Spaces are not detected while scanning PDF - iOS (CGPDFScanner)

168 views Asked by At

I am working on pdf scanning,where I want to extract text from the PDF. I am using pdf Multithreading.pdf for searching. I am able to extract the text but am not able extract spaces from the text.I am getting only callbacks for Tj operator and not for TJ. What can be the problem?

Thanks

1

There are 1 answers

3
mkl On BEST ANSWER

I am able to extract the text but am not able extract spaces from the text.I am getting only callbacks for Tj operator and not for TJ.

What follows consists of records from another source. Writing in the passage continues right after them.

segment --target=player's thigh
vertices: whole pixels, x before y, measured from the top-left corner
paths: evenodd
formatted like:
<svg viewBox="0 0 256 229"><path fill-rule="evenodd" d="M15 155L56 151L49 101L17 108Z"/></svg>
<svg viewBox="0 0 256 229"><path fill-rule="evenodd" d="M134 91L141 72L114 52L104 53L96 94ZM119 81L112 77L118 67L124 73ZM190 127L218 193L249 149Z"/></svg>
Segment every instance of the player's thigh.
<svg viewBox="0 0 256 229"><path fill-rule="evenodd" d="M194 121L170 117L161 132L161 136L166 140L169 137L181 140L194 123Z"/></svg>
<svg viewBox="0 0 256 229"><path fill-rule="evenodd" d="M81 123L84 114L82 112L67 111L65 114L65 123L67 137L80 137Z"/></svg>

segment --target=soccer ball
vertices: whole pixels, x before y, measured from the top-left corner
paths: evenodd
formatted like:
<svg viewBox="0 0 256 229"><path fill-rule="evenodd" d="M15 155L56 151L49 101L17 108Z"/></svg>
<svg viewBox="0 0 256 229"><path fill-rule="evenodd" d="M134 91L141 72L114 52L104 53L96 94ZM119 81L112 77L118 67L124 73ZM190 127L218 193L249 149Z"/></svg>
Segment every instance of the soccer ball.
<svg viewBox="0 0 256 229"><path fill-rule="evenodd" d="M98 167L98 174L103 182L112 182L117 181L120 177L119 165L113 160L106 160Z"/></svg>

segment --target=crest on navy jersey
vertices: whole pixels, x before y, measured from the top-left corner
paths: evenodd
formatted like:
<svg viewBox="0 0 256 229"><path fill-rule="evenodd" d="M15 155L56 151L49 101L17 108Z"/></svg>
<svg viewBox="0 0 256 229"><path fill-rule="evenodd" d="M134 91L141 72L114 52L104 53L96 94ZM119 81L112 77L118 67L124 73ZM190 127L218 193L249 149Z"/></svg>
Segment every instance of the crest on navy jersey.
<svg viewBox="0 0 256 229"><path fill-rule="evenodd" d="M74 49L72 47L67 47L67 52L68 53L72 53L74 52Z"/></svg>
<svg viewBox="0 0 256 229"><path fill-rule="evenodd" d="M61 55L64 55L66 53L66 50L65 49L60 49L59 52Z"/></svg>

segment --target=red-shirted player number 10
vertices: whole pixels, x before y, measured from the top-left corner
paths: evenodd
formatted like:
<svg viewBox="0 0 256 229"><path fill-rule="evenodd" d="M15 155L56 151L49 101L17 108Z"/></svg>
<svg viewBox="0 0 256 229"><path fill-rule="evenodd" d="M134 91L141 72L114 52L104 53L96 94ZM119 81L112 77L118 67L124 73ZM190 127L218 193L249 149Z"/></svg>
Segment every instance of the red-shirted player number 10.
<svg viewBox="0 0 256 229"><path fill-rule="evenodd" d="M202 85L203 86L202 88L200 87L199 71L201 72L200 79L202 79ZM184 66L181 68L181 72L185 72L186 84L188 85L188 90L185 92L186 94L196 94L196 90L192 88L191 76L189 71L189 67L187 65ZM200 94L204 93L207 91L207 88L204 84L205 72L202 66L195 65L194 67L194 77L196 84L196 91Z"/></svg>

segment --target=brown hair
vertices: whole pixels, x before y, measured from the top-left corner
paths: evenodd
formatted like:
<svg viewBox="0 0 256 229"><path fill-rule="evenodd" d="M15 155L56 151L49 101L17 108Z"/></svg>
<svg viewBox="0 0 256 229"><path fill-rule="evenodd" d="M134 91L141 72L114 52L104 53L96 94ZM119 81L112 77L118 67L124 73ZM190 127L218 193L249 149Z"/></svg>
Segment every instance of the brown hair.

The reasons are that in your sample document

  1. no spaces are used in the text drawing operations but instead the text drawing position is changed using Tm operations; and
  2. only Tj text drawing operations are used, no TJ ones.

E.g. the text drawing operations of the title page

title on the title page

are:

BT
/F0 50 Tf
1 0 0 1 60 669.225 Tm
(\0006)Tj                                    %  T
1 0 0 1 83.527 669.225 Tm
(\000J\000T)Tj                               %  hr
1 0 0 1 125.631 669.225 Tm
(\000G\000C\000F\000K\000P\000I)Tj           %  eading
1 0 0 1 273.395 669.225 Tm
(\0002)Tj                                    %  P
1 0 0 1 298.272 669.225 Tm
(\000T)Tj                                    %  r
1 0 0 1 313.599 669.225 Tm
(\000Q)Tj                                    %  o
1 0 0 1 340.076 669.225 Tm
(\000I\000T)Tj                               %  gr
1 0 0 1 382.43 669.225 Tm
(\000C\000O\000O\000K\000P\000I)Tj           %  amming
0 Tc
1 0 0 1 60 609.225 Tm
(\000\))Tj                                   %  G
1 0 0 1 91.7 609.225 Tm
(\000W\000K\000F\000G)Tj                     %  uide
ET  

No white space in the Tj text drawing operations, only shifts in the drawing position using Tm.